International Center for Ethics in the Sciences and Humanities (IZEW)

Educational Materials for Teachers: Ethics of Digitalization and Artificial Intelligence

The IZEW is developing teaching materials for teachers at German schools in the context of the digital transformation. The ethical reflection of media phenomena in the digital world guides the creation of teaching concepts and materials. The current focus is on topics of security risks for children and youth online and the risk of discrimination through artificial intelligence.

IZEW-Team

  • PD Dr. Jessica Heesen (Project leader)
  • Laura Schelenz  (Project research associate)

Funding

June 2023 - October 2024

 

Project description

As part of TüDiTeach 2.0 and in cooperation with the Tübingen School of Education (TüSE), the IZEW is developing teaching materials for teachers at German schools in the context of digital transformation. The materials support teachers in dealing with previously underexposed topics of digital life, media use, and new developments in connection with artificial intelligence. While schools are well equipped with existing materials for their traditional subject areas, there is a need among teachers for knowledge and concepts to reflect on phenomena such as security risks and discrimination against children and youth in their use of digital media. To support teachers, the IZEW sub-project is developing materials for ethical reflection on topics relating to digitalization and AI.

The thematic focus of the teaching materials currently includes (but will be continuously expanded)

- Online safety for children (interaction risks/content risks)

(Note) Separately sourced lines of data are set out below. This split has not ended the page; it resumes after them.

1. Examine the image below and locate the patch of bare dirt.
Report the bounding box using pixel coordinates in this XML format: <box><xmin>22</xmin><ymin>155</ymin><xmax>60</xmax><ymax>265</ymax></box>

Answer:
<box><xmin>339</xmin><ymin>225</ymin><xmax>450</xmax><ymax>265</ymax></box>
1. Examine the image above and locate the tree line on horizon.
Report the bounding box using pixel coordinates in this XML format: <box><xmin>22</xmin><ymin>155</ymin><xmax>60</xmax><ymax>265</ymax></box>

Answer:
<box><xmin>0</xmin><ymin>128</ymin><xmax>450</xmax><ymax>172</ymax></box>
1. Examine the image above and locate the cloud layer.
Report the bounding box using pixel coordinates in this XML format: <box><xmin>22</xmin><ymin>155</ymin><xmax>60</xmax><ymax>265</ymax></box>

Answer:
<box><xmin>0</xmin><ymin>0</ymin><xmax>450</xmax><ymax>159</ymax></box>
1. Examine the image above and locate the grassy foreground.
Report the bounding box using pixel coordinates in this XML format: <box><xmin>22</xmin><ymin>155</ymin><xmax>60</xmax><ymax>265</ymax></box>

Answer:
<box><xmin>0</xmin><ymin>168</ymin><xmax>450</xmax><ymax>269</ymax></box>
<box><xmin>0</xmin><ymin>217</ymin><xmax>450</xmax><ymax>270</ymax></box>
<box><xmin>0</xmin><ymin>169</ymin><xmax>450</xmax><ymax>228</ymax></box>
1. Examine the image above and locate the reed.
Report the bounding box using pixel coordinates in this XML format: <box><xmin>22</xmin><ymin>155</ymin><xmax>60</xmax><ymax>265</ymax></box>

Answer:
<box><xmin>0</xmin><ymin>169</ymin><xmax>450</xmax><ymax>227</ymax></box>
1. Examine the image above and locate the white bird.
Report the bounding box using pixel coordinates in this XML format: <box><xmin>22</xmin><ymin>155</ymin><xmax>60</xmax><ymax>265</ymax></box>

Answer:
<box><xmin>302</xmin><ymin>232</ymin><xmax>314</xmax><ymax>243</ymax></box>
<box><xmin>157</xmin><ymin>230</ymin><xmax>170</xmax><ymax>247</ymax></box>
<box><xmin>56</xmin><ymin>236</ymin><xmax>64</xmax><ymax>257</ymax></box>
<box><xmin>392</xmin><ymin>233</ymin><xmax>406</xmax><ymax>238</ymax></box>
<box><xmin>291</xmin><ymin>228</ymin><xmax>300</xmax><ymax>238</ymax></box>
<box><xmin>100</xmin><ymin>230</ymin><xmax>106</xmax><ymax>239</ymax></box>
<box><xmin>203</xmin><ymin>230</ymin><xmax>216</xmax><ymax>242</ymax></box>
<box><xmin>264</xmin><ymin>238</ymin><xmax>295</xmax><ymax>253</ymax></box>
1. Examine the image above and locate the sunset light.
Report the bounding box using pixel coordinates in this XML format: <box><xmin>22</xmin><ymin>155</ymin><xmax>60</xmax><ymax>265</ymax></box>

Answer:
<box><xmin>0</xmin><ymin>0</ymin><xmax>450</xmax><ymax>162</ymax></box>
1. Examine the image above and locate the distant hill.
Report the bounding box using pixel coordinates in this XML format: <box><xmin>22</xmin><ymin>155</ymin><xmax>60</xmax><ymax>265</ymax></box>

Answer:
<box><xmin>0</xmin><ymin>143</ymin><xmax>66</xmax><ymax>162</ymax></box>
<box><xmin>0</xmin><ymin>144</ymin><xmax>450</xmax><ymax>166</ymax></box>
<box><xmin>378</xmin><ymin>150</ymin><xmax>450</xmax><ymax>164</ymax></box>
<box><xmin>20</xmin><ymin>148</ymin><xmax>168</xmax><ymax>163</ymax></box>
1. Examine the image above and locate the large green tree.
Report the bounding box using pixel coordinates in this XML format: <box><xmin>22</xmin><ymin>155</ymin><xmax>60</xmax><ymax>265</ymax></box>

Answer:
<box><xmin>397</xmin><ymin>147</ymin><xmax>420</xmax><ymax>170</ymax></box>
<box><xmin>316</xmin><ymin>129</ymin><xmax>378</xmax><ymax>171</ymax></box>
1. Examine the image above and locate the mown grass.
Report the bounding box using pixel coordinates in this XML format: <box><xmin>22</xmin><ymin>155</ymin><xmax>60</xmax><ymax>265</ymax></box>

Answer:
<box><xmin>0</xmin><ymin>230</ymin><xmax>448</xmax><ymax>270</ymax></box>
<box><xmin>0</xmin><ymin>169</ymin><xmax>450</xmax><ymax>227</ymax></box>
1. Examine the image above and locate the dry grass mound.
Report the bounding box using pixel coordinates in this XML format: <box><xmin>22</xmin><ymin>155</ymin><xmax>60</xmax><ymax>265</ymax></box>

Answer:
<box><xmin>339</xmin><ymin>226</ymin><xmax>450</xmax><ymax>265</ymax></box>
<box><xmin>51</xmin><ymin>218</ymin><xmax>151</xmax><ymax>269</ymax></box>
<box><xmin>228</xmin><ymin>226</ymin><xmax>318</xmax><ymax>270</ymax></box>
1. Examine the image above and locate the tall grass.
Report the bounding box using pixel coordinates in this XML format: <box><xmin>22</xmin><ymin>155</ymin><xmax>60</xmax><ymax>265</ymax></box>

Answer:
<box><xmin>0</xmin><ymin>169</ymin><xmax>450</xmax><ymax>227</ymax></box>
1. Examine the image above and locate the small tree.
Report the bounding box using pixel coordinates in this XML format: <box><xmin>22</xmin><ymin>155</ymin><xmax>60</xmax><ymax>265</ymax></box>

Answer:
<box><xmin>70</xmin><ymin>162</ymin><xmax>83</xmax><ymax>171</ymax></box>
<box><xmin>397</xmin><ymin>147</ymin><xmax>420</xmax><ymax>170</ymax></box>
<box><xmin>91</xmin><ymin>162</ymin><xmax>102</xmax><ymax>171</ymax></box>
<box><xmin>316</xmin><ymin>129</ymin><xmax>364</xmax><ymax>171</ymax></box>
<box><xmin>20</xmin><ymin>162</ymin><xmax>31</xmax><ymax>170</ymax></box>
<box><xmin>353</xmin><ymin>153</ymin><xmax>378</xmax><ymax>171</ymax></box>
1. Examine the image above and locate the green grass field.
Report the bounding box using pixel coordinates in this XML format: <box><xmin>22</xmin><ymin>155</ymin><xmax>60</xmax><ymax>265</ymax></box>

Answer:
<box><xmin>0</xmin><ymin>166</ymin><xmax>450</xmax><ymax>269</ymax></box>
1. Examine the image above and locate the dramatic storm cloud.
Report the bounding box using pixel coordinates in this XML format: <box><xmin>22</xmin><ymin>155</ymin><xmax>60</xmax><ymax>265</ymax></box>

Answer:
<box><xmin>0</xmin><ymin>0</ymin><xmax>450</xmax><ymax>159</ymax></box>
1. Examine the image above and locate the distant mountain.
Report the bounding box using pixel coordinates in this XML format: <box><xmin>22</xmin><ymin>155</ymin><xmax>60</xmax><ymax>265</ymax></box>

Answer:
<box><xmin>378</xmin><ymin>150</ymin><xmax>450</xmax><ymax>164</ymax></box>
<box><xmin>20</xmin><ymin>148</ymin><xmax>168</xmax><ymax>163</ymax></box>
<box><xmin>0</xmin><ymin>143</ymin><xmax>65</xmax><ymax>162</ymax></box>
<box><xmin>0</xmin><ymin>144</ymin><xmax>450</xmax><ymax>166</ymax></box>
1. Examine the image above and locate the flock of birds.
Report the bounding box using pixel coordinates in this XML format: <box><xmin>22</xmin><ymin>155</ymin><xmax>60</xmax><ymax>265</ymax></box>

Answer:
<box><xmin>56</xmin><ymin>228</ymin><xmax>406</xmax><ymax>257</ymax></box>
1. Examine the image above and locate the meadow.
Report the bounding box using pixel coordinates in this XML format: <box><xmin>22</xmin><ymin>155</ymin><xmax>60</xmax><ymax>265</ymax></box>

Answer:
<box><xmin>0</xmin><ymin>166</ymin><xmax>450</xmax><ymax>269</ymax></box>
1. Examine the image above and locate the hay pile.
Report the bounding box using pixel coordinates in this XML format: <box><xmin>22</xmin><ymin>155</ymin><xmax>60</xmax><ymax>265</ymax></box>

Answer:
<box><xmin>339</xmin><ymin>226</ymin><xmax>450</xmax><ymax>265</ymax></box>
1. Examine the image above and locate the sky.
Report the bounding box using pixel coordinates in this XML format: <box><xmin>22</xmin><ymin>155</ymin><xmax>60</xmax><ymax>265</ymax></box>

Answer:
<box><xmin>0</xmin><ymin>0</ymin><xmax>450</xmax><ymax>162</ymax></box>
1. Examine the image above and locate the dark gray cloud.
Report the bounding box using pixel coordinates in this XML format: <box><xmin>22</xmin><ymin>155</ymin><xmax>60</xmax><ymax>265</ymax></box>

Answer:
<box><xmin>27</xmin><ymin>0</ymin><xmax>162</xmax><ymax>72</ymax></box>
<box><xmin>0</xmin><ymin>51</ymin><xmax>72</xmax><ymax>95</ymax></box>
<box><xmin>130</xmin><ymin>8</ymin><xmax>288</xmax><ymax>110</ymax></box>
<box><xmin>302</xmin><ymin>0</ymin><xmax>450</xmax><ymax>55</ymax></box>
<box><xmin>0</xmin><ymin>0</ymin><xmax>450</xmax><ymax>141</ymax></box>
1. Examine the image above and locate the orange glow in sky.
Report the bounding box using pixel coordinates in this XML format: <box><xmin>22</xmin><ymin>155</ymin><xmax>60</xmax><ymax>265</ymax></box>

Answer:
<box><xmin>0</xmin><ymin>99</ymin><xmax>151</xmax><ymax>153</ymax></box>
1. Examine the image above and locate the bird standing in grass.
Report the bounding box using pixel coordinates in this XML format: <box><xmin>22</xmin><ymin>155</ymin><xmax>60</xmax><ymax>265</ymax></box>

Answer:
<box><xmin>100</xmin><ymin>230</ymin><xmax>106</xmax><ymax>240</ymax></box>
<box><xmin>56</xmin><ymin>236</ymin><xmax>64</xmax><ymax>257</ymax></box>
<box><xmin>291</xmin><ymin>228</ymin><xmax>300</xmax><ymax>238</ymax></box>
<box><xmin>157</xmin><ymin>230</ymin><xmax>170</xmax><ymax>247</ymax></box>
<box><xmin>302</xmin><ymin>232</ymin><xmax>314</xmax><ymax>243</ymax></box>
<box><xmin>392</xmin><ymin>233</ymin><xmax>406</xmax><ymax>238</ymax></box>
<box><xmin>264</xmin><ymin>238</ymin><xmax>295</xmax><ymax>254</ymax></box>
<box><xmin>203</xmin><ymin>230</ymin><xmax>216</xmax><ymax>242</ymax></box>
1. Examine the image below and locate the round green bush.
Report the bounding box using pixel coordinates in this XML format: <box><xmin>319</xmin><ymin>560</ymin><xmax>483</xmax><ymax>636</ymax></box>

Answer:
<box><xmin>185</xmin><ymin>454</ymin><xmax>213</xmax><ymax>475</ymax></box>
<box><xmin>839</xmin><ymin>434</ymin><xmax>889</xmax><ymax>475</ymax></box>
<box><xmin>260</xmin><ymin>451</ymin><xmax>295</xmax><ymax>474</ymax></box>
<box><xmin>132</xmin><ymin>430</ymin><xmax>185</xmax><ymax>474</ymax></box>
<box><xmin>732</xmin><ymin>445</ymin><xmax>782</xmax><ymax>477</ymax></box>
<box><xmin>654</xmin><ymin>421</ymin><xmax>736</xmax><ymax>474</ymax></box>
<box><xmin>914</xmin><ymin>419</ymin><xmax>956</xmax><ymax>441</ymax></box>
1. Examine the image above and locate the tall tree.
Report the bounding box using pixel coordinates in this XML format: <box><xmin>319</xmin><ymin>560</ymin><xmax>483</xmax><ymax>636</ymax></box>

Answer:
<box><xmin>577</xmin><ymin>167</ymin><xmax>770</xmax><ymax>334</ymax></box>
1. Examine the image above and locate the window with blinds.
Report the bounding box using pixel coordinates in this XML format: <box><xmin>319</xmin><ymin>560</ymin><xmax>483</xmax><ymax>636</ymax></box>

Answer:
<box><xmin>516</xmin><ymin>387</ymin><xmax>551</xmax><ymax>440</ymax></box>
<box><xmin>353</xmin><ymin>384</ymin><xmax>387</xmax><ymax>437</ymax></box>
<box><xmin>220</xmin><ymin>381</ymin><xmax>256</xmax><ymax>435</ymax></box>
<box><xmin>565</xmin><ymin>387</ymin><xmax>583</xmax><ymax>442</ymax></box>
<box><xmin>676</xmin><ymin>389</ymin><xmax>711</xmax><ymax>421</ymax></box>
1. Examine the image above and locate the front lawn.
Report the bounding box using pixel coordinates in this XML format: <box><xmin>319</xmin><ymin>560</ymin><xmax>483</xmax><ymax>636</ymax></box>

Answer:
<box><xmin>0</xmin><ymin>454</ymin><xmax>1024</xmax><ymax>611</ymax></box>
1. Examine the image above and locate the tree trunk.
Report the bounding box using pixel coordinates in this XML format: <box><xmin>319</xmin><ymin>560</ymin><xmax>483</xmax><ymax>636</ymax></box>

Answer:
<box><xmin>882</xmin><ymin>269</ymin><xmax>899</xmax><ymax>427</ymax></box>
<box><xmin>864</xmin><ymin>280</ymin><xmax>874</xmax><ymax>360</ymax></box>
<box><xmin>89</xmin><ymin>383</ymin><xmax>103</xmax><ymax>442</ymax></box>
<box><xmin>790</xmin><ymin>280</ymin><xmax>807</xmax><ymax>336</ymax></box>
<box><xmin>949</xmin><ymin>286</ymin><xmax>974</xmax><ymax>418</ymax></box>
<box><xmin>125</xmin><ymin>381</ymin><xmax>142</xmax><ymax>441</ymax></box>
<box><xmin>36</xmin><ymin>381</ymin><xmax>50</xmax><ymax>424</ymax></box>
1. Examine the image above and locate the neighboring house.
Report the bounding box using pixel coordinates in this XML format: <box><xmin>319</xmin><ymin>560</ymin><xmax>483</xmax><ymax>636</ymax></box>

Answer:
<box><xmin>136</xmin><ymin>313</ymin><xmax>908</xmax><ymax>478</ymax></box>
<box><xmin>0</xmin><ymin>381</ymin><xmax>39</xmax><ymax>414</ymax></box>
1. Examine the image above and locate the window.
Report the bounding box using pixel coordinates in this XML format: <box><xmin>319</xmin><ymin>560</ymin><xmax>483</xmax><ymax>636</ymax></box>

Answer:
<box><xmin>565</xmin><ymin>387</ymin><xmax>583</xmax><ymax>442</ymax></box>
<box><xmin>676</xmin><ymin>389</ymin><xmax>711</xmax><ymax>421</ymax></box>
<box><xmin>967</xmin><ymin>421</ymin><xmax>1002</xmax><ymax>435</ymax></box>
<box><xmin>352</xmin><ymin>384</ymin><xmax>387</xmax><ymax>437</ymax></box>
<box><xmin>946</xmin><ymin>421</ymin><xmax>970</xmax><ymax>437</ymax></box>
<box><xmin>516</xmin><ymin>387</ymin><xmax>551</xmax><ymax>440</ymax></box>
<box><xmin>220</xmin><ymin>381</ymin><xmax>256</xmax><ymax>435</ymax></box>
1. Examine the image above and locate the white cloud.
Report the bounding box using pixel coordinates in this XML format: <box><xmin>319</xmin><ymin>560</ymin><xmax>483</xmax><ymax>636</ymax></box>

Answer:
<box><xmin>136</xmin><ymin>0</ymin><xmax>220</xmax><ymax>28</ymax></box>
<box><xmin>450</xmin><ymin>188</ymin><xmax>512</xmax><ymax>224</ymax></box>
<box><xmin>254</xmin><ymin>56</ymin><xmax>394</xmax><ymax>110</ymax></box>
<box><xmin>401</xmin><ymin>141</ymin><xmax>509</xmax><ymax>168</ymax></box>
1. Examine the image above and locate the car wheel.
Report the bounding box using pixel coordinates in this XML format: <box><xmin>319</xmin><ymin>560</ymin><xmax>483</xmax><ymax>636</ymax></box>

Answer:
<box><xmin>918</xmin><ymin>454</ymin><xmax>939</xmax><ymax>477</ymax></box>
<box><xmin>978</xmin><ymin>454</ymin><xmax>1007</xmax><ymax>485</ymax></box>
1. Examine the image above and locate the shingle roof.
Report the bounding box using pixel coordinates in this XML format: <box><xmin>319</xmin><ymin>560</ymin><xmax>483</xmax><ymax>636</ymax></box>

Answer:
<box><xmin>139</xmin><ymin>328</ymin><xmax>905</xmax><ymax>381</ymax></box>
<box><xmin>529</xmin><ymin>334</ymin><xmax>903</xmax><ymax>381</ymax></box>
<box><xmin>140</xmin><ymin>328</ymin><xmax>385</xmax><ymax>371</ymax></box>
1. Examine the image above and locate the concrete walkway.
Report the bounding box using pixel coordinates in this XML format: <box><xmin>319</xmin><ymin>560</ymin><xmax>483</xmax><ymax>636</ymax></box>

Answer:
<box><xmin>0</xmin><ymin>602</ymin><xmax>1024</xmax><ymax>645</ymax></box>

- Discrimination and artificial intelligence

The teaching materials are published internationally in publicly accessible repositories under the Creative Commons License CC BY-NC 4.0 Attribution-NonCommercial 4.0. In particular, they are aligned with the school curriculum in Baden-Württemberg (especially German, English and Ethics), but they can be adapted by teachers at schools throughout Germany and integrated into their own lesson plans.